Hematologic inflammatory indices from CBC have been linked to melanoma stage and prognosis. In a cohort of 2,721 patients with melanoma, NLR, PLR, and MLR increased with advancing stage, and higher baseline values of these markers were independently associated with poorer melanoma-specific and overall survival.25 Meta-analyses show that elevated pretreatment NLR is associated with poorer overall and progression-free survival in melanoma.14, 26 For PLR, individual studies suggest prognostic utility, but pooled evidence is inconsistent. One study found PLR independently predicted overall survival,27 while a meta-analysis showed no significant association with survival outcomes.28 Composite indices show peripheral blood inflammation indices correlate with advanced cutaneous melanoma,29 and analyses suggest higher SII associates with increased melanoma odds.30 However, in advanced melanoma receiving immunotherapy, the pan-immune-inflammation value and SII varied by stage but did not predict response or survival.31
The lack of significant associations in our AK cohort may reflect limited statistical power, the presence of many “skin cancer” cases that are prior diagnoses rather than active tumors, and the small number of melanoma cases in our sample, as most supportive data are derived from melanoma cohorts. Cancer-related inflammation varies with tumor stage and condition; different tumors elicit distinct inflammatory responses. AK occurs within a field of cancerization, and localized immune activity may not produce measurable systemic biomarker changes unless invasion or widespread immunosuppression occurs, suggesting the need to study localized and molecular biomarkers for early lesion stratification. Their routine use in AK risk assessment requires larger prospective studies to determine their role in early detection and in predicting progression.
Study Limitations
This study has several limitations. First, the study was a single-center, cross-sectional analysis conducted over a limited period, which limits generalizability and precludes causal inference regarding the associations among AK severity, systemic inflammatory indices, and skin cancer history. AK was diagnosed clinically without histopathological confirmation, potentially introducing diagnostic misclassification. The primary outcome was a personal history of confirmed skin cancer, rather than incident or future cases of cancer; key AK variables (e.g., onset and duration) relied on patient report, thereby introducing recall bias. The statistical power was limited by the modest cohort size (n = 110) and by the small number of patients with prior skin cancer (n = 33), including two cases of melanoma. The inflammatory markers were derived from CBC within three months prior to enrollment and may not reflect inflammation at a time point relevant to carcinogenesis. AK severity was scored by the enrolling dermatologist; despite AKASI’s utility, its semi-subjective components may contribute to measurement variability.

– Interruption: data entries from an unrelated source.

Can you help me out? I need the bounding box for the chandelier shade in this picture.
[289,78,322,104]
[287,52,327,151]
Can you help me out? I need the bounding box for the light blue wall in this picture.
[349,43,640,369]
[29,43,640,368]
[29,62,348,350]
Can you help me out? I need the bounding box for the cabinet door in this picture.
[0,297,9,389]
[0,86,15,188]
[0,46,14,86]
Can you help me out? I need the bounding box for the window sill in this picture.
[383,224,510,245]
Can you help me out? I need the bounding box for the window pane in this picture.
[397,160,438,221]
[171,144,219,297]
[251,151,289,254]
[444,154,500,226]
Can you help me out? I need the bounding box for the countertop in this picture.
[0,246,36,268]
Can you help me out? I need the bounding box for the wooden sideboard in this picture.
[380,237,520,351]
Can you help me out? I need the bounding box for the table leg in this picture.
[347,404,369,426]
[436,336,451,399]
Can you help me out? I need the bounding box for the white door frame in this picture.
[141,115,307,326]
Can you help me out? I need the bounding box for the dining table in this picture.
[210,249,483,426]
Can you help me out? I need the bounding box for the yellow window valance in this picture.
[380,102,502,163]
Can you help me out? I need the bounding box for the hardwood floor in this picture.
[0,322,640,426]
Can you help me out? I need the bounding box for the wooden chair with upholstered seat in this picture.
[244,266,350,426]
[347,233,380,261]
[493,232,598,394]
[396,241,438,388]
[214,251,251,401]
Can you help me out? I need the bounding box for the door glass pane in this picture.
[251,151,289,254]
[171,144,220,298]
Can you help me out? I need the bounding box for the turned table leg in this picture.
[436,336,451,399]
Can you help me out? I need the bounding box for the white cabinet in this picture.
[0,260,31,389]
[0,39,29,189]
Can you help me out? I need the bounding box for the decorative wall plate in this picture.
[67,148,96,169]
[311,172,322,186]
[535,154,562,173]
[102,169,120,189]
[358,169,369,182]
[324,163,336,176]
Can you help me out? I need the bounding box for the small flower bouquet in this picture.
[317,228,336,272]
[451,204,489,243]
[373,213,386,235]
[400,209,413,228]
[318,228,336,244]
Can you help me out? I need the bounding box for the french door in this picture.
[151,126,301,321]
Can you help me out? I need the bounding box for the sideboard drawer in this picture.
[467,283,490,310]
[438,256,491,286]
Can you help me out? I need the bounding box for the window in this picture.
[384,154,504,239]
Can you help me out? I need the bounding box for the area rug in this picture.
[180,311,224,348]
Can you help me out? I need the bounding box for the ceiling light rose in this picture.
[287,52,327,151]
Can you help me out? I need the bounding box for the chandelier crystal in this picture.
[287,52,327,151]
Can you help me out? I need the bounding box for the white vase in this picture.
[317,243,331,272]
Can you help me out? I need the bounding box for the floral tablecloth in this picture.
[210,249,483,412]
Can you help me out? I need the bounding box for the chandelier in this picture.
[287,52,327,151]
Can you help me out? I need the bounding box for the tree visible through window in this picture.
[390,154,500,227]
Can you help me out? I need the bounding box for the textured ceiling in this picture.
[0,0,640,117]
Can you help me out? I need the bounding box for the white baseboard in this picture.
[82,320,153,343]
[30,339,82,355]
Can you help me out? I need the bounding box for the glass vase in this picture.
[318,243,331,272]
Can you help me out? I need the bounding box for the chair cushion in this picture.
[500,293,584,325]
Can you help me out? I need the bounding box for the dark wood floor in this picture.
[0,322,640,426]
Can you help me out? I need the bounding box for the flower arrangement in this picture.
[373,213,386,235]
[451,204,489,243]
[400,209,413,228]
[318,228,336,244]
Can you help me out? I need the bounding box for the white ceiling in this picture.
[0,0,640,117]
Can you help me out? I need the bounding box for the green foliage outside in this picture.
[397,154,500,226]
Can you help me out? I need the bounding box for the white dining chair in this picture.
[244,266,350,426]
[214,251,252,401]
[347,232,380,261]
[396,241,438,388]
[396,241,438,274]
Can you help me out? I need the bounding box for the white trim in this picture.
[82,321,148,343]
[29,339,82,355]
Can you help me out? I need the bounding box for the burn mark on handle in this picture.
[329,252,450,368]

Despite its limitations, our study is important, as it is one of the first to evaluate the prognostic relevance of systemic inflammatory indices in AK patients. By incorporating AKASI into the analysis, we found that standardized AK severity scoring for risk stratification.
CONCLUSION
Collectively, our results suggest that systemic inflammatory indices may have limited practical value for risk assessment in AK, whereas clinical severity measures, such as AKASI, may help identify higher risk patients. Therefore, older patients, those with a longer disease duration, and particularly those with higher AKASI scores may warrant closer surveillance for skin cancer.